As Emily Post wrote, “Although it seems odd that there is a “prohibition” against asking people not to bring you gifts when all you are trying to do is be thoughtful, there is a reason. The moment you mention gifts, you put an emphasis on gifts, which is the opposite of your intent”. Okay, so we can’t say “no gifts, please” and we know that people will bring them anyway even if we ask them not too. So, what to do? Two East Bay moms saw a need and started their own non-profit organization to solve this problem while supporting the local community. Founders, Melissa Smith and Shani Hall, started Party In-Kindness because they knew a small act of kindness can make a big impact.
These two smart and generous women developed their company at a play date. After Melissa’s daughter underwent surgery at only 6-days old, she was surrounded by love and support of friends, family and strangers. Melissa was so touched by the power of compassion that she knew she had to find a way to give back to the community that had given so much to her. So, while their kids played, Shani and Melissa created Party In-Kindness.

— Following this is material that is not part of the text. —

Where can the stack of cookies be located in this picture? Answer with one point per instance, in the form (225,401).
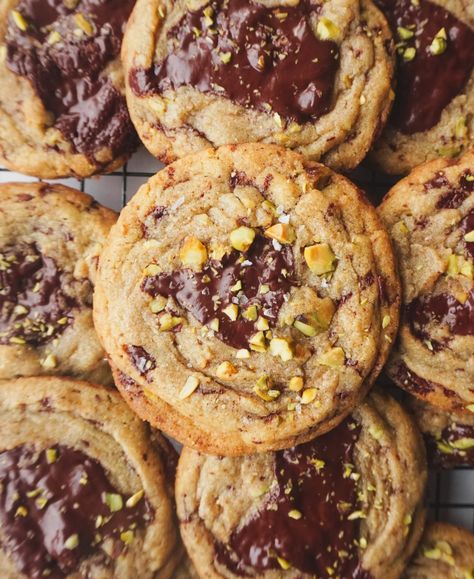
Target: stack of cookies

How does it work you might ask? First the host decides which charity or cause they would like to help. Party In-Kindness then contacts the charity and finds out what their needs are. Then they provide the host with some creative ideas for providing the in-kind donations as well as ways to communicate this information to the party guests. For example, for a 5-year-old’s birthday party guests were asked to bring a “birthday party in a box”, which included paper goods, cake mix, frosting, candles and party hats. These themed boxes were then distributed to low-income children at the Monument Crisis Center that may have otherwise not had a party of their own.
Party In-Kindness (www.partyin-kindness.org) serves the East Bay and has many connections to charities in the area. The Bay Area Crisis Nursery, Children’s Hospital in Oakland, Foster A Dream and the Shelter, Inc. are just a few of the organizations that have benefited from local parties.
So for your next book club meeting, kid’s birthday, or anniversary party think about how you and your guests can celebrate together while being charitable at the same time. You’ll feel good about yourself, teach your children a valuable lesson, and can offer a way to have your friends and family lend a hand to a cause you believe in. With this sort of party everyone wins.